A new study revealed that young people who have higher than normal body-mass index or suffering from obesity were more likely to develop poor cardiovascular health, despite being young, and apparently, healthy.

The study, presented at the 50th Annual Conference of the European Society of Human Genetics, showed that higher BMI in those young adults aged as a young as 17 could experience cardiovascular ill-health.

"Our results showed that the causal impact of higher BMI on cardiac output was solely driven by the volume of blood pumped by the left ventricle (stroke volume)," said Dr Kaitlin Wade, a Research Associate at the Medical Research Council Integrative Epidemiology Unit (MRC-IEU) at the University of Bristol and lead author of the study, in a press release. "This, at least in part, can explain the causal effect of higher BMI on cardiac hypertrophy and higher blood pressure that we observed in all our analyses."

For the study, the researchers investigated the link between higher BMI and cardiovascular health using data from The Avon Longitudinal Study of Parents and Children (ALSPAC), a birth cohort study that started in the early 1990s and includes over 14,000 pregnant mothers with their partners and children.
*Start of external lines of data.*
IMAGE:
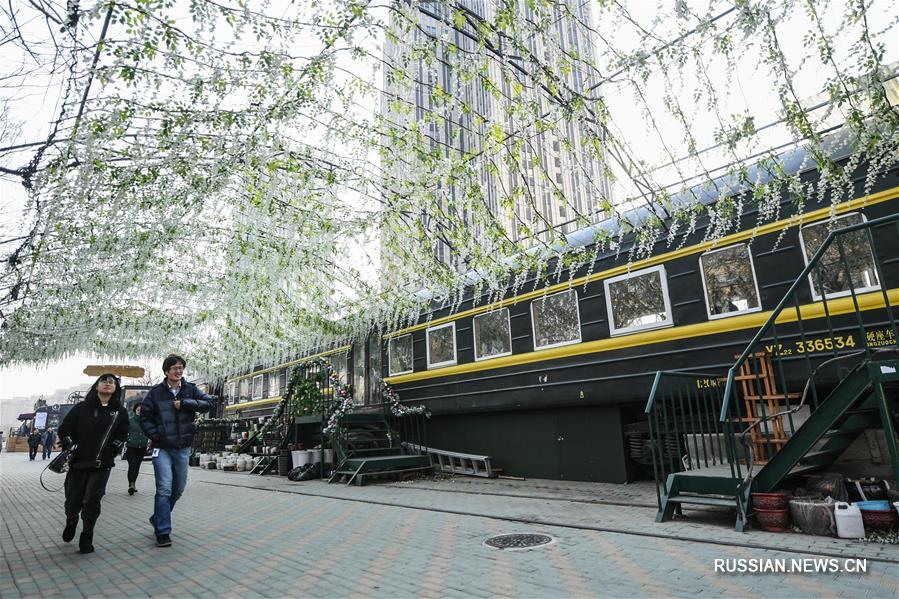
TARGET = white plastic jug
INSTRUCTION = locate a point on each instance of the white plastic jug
(849, 521)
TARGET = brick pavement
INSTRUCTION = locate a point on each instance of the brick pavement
(248, 536)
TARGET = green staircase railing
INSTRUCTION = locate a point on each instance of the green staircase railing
(833, 335)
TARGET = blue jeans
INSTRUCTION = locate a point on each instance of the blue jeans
(170, 468)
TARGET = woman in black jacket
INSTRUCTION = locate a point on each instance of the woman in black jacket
(98, 426)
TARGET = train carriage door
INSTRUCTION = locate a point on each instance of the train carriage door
(359, 372)
(374, 369)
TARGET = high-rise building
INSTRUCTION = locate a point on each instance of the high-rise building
(547, 172)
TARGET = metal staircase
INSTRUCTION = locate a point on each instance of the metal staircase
(367, 447)
(714, 445)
Using the genomic data from the ALSPAC, the researchers were able to detect the likely causal relationship between higher BMI and higher blood pressure and left ventricular mass index (LVMI) in those aged 17 and 21.
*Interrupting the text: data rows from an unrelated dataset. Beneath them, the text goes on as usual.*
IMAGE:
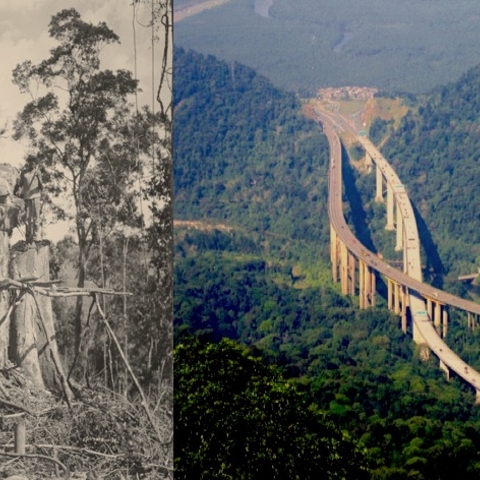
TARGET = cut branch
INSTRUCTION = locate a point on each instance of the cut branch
(127, 365)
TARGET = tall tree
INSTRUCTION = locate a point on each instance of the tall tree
(72, 126)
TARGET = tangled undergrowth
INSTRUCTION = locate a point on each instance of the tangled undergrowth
(104, 435)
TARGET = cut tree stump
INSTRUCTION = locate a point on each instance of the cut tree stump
(31, 349)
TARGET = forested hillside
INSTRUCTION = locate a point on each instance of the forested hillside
(436, 152)
(307, 44)
(244, 153)
(252, 174)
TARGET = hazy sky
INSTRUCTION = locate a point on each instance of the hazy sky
(24, 36)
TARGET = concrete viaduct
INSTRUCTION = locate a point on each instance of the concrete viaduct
(357, 268)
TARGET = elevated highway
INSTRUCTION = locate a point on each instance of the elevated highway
(405, 288)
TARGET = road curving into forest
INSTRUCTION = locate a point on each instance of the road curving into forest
(418, 291)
The researchers found that the causal effect of high BMI and obesity on cardiovascular health lies on the volume of blood pumped by the left ventricle. A thickened left ventricle in the heart, or hypertrophy, suggests that it has worked harder to pump blood. Hypertrophy is commonly used as a strong indication of heart disease.

According to the Centers for Disease Control and Prevention the prevalence of obesity in young adults, which is about 32.2 percent, is lower than those of the middle-aged and older adults, about 40.2 percent and 37.0 percent, respectively.